Netflix / metaflow

Open Source Platform for developing, scaling and deploying serious ML, AI, and data science systems
https://metaflow.org
Apache License 2.0
8.08k stars 762 forks source link

Support for AWS Step functions #2

Closed romain-intel closed 4 years ago

romain-intel commented 4 years ago

Metaflow on AWS currently requires a human-in-the-loop to execute and cannot automatically be scheduled. Metaflow could be made to work with AWS Step functions to allow the orchestration of Metaflow steps to be done by AWS.

gonzalodiaz commented 4 years ago

I just arrived to Metaflow and I'm thrilled to give it a try in my company. Currently we are using Airflow on Kubernetes to schedule workflows. I would like to hear if you analyzed the possibility of scheduling Metaflow over Airflow. And if it would be possible to use K8s as infrastructure to run the steps. Thanks!

savingoyal commented 4 years ago

Hi @gonzalodiaz Thanks for giving Metaflow a try. We follow a plugins based architecture and it is indeed possible to schedule flows over Airflow and use K8s as the compute substrate and something we would like to offer in the near future. We welcome feature requests. Please open one.

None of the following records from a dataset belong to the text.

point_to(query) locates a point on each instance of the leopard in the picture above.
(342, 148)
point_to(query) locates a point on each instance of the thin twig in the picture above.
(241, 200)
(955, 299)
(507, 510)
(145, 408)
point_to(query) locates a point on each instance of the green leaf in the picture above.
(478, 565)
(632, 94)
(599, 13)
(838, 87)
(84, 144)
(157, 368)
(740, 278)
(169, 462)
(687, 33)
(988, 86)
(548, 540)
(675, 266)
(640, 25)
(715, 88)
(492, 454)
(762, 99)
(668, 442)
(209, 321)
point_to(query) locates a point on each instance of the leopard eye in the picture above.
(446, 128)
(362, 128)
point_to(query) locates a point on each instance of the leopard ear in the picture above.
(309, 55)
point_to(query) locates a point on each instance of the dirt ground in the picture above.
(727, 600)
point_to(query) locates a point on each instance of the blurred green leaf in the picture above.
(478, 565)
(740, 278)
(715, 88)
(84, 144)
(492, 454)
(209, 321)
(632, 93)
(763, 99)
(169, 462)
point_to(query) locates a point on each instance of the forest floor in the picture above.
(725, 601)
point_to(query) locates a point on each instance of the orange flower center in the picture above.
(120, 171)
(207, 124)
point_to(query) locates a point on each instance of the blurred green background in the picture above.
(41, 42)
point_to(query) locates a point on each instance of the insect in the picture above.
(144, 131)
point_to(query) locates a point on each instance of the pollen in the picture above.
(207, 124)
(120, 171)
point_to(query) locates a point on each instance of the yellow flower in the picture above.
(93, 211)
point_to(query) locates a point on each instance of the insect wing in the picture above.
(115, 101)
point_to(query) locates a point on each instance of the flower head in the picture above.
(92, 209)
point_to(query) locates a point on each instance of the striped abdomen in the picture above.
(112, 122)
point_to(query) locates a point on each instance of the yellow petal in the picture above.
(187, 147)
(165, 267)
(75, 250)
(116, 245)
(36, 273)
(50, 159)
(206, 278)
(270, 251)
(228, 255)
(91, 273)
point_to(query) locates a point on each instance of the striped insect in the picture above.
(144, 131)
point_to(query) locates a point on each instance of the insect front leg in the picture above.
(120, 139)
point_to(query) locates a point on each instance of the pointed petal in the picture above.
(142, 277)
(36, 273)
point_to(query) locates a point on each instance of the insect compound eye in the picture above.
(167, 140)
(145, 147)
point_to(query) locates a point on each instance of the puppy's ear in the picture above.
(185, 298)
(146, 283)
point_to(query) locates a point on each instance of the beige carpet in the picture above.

thundergolfer commented 4 years ago

Is your team familiar with https://github.com/argoproj/argo? In theory you could compile your Flows down into Argo's workflow spec format (JSON/YAML) and then Argo could take care of execution.

savingoyal commented 4 years ago

Thanks for the link. Yes I am familiar with argo but haven’t looked at it in depth.

impredicative commented 4 years ago

Metaflow on AWS currently requires a human-in-the-loop to execute and cannot automatically be scheduled. Metaflow could be made to work with AWS Step functions to allow the orchestration of Metaflow steps to be done by AWS.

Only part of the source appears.